Another trial was a comparison of dasatinib with imatinib, and in that trial dasatinib was superior in terms of complete cytogenetic response at 12 months. It has also been hinted that PFS may be improved with second-line agents, especially in the nilotinib trial. So the treatment paradigm is starting to shift. If you go by these randomized trials, the second-line agents have shown advantages, particularly with nilotinib. As such, we have to accept that this evidence is paradigm-changing.

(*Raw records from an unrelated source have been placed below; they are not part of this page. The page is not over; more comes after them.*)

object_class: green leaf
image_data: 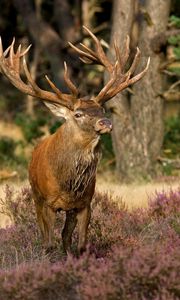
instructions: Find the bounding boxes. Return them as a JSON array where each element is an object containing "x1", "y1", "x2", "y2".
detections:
[
  {"x1": 170, "y1": 15, "x2": 180, "y2": 28},
  {"x1": 174, "y1": 47, "x2": 180, "y2": 60},
  {"x1": 168, "y1": 35, "x2": 180, "y2": 46}
]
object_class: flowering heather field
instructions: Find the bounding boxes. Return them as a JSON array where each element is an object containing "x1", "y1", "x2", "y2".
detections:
[{"x1": 0, "y1": 185, "x2": 180, "y2": 300}]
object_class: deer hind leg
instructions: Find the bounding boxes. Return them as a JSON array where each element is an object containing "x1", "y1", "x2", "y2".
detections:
[
  {"x1": 34, "y1": 200, "x2": 56, "y2": 249},
  {"x1": 77, "y1": 205, "x2": 91, "y2": 254},
  {"x1": 62, "y1": 210, "x2": 77, "y2": 254}
]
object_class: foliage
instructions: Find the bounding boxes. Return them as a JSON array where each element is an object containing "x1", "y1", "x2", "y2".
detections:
[
  {"x1": 169, "y1": 15, "x2": 180, "y2": 28},
  {"x1": 0, "y1": 137, "x2": 27, "y2": 177},
  {"x1": 0, "y1": 0, "x2": 179, "y2": 181},
  {"x1": 168, "y1": 37, "x2": 180, "y2": 65},
  {"x1": 168, "y1": 34, "x2": 180, "y2": 60},
  {"x1": 0, "y1": 185, "x2": 180, "y2": 299},
  {"x1": 163, "y1": 115, "x2": 180, "y2": 157},
  {"x1": 15, "y1": 113, "x2": 46, "y2": 143},
  {"x1": 0, "y1": 137, "x2": 16, "y2": 161},
  {"x1": 49, "y1": 120, "x2": 62, "y2": 134},
  {"x1": 167, "y1": 15, "x2": 180, "y2": 75},
  {"x1": 101, "y1": 134, "x2": 114, "y2": 158}
]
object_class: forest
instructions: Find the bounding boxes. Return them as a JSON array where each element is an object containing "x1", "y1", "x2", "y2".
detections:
[
  {"x1": 0, "y1": 0, "x2": 179, "y2": 181},
  {"x1": 0, "y1": 0, "x2": 180, "y2": 299}
]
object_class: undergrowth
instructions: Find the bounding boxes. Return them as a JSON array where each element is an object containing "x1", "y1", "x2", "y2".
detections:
[{"x1": 0, "y1": 185, "x2": 180, "y2": 299}]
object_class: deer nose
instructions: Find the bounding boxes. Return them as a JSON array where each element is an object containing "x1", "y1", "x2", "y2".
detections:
[{"x1": 95, "y1": 118, "x2": 113, "y2": 133}]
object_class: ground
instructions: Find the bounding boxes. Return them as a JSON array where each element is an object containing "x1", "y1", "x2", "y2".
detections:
[{"x1": 0, "y1": 175, "x2": 179, "y2": 228}]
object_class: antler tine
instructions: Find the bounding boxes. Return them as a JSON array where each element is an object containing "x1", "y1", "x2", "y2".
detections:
[
  {"x1": 23, "y1": 57, "x2": 74, "y2": 108},
  {"x1": 9, "y1": 38, "x2": 15, "y2": 67},
  {"x1": 79, "y1": 57, "x2": 95, "y2": 64},
  {"x1": 68, "y1": 27, "x2": 150, "y2": 105},
  {"x1": 100, "y1": 57, "x2": 150, "y2": 103},
  {"x1": 99, "y1": 72, "x2": 132, "y2": 104},
  {"x1": 0, "y1": 37, "x2": 76, "y2": 110},
  {"x1": 83, "y1": 26, "x2": 113, "y2": 72},
  {"x1": 45, "y1": 75, "x2": 64, "y2": 99},
  {"x1": 127, "y1": 47, "x2": 141, "y2": 75},
  {"x1": 80, "y1": 42, "x2": 97, "y2": 58},
  {"x1": 17, "y1": 44, "x2": 21, "y2": 54},
  {"x1": 122, "y1": 35, "x2": 130, "y2": 70},
  {"x1": 68, "y1": 42, "x2": 96, "y2": 63},
  {"x1": 127, "y1": 57, "x2": 150, "y2": 86},
  {"x1": 113, "y1": 36, "x2": 130, "y2": 73},
  {"x1": 64, "y1": 62, "x2": 79, "y2": 98},
  {"x1": 113, "y1": 40, "x2": 123, "y2": 73},
  {"x1": 1, "y1": 30, "x2": 150, "y2": 110},
  {"x1": 3, "y1": 45, "x2": 11, "y2": 57},
  {"x1": 69, "y1": 26, "x2": 113, "y2": 71},
  {"x1": 93, "y1": 35, "x2": 150, "y2": 105},
  {"x1": 23, "y1": 56, "x2": 44, "y2": 94},
  {"x1": 94, "y1": 61, "x2": 118, "y2": 103},
  {"x1": 15, "y1": 41, "x2": 32, "y2": 73},
  {"x1": 0, "y1": 37, "x2": 10, "y2": 58}
]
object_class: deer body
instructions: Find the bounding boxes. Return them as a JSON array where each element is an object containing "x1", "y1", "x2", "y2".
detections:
[
  {"x1": 29, "y1": 100, "x2": 106, "y2": 252},
  {"x1": 29, "y1": 122, "x2": 100, "y2": 211},
  {"x1": 0, "y1": 26, "x2": 149, "y2": 254}
]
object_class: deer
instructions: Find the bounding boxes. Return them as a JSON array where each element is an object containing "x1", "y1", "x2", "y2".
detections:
[{"x1": 0, "y1": 26, "x2": 150, "y2": 254}]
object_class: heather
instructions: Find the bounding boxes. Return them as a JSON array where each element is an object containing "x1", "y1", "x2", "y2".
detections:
[{"x1": 0, "y1": 185, "x2": 180, "y2": 299}]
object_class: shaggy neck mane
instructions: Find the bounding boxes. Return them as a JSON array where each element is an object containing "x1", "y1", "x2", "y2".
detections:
[{"x1": 48, "y1": 125, "x2": 101, "y2": 197}]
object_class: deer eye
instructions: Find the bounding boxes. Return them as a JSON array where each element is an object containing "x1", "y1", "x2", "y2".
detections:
[{"x1": 74, "y1": 112, "x2": 83, "y2": 118}]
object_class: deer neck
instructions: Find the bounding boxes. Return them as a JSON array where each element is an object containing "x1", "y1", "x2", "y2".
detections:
[
  {"x1": 58, "y1": 122, "x2": 100, "y2": 154},
  {"x1": 47, "y1": 123, "x2": 101, "y2": 196}
]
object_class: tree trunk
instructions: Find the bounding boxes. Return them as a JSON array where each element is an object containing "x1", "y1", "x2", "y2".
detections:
[
  {"x1": 109, "y1": 0, "x2": 171, "y2": 181},
  {"x1": 54, "y1": 0, "x2": 76, "y2": 42},
  {"x1": 13, "y1": 0, "x2": 65, "y2": 88}
]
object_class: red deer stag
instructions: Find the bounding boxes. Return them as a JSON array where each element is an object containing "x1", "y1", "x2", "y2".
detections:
[{"x1": 0, "y1": 27, "x2": 150, "y2": 254}]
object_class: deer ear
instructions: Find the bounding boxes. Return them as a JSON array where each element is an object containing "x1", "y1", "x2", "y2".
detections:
[{"x1": 44, "y1": 102, "x2": 71, "y2": 119}]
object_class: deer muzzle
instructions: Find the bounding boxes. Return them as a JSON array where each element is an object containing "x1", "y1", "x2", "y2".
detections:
[{"x1": 95, "y1": 118, "x2": 112, "y2": 134}]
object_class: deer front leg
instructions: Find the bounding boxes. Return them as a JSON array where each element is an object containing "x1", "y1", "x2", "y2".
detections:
[
  {"x1": 34, "y1": 199, "x2": 56, "y2": 250},
  {"x1": 62, "y1": 210, "x2": 77, "y2": 254},
  {"x1": 77, "y1": 205, "x2": 91, "y2": 254}
]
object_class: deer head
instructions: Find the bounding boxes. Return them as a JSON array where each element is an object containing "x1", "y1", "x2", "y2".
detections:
[{"x1": 0, "y1": 26, "x2": 150, "y2": 139}]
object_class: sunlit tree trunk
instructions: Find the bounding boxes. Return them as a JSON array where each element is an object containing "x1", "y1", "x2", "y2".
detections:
[{"x1": 109, "y1": 0, "x2": 171, "y2": 181}]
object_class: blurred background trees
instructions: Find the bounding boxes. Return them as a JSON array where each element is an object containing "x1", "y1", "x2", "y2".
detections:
[{"x1": 0, "y1": 0, "x2": 180, "y2": 181}]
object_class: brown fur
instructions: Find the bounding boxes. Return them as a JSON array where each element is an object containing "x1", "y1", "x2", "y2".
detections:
[
  {"x1": 29, "y1": 100, "x2": 111, "y2": 254},
  {"x1": 0, "y1": 29, "x2": 148, "y2": 255}
]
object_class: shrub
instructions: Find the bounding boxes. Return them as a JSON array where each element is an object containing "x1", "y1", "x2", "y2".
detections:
[
  {"x1": 149, "y1": 188, "x2": 180, "y2": 218},
  {"x1": 15, "y1": 113, "x2": 46, "y2": 143},
  {"x1": 163, "y1": 116, "x2": 180, "y2": 158},
  {"x1": 0, "y1": 239, "x2": 179, "y2": 300},
  {"x1": 0, "y1": 137, "x2": 16, "y2": 162},
  {"x1": 0, "y1": 186, "x2": 179, "y2": 299}
]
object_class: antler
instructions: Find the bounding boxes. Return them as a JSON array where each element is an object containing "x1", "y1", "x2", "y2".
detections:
[
  {"x1": 69, "y1": 26, "x2": 150, "y2": 105},
  {"x1": 0, "y1": 29, "x2": 150, "y2": 110},
  {"x1": 0, "y1": 38, "x2": 79, "y2": 110}
]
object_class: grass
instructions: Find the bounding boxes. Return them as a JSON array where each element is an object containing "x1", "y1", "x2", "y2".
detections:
[
  {"x1": 96, "y1": 175, "x2": 180, "y2": 209},
  {"x1": 0, "y1": 183, "x2": 179, "y2": 299},
  {"x1": 0, "y1": 179, "x2": 179, "y2": 227}
]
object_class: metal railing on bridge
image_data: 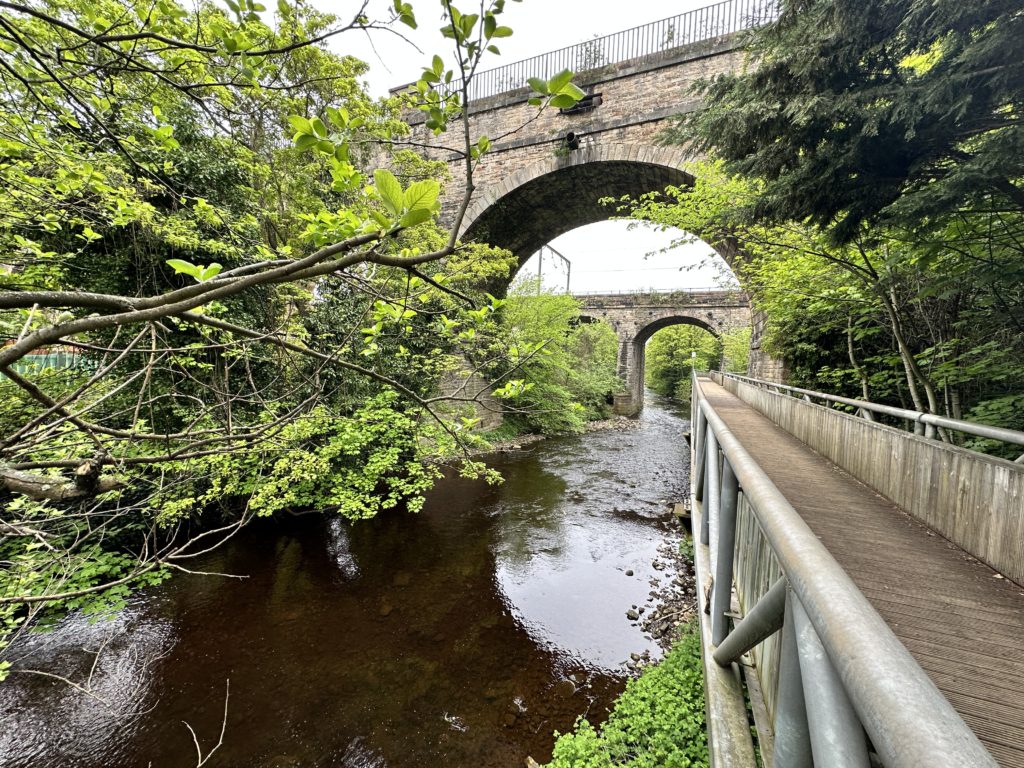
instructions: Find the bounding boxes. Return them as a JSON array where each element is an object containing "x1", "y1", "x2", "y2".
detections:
[
  {"x1": 690, "y1": 371, "x2": 998, "y2": 767},
  {"x1": 572, "y1": 286, "x2": 735, "y2": 297},
  {"x1": 395, "y1": 0, "x2": 779, "y2": 103},
  {"x1": 723, "y1": 372, "x2": 1024, "y2": 463}
]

So should every newly diagnosed patient be treated with one of the second-line inhibitors? We should not try to give dogmatic answers to this question. There can be circumstances where one may select imatinib — for example, in low-risk patients — and many physicians may decide to use the compound that they know better and that has substantial long-term follow-up. Another issue is that some patients might have a high co-pay that would result in higher costs with the second-line agents, which are about 50% more expensive than imatinib. Of course, the ultimate question will be whether overall survival is superior and whether more patients will be able to maintain responses without continued therapy. Nonetheless, the frontline paradigm has started to change.

Michael Deininger, MD, PhD, is the M. Wintrobe Professor of medicine and chief of the division of hematology and hematologic malignancies at the University of Utah School of Medicine. Disclosure: Dr. Deininger is a consultant for Novartis, Bristol-Myers Squibb and Ariad, and receives research funding from Celgene, Genzyme, Bristol-Myers Squibb and Ariad.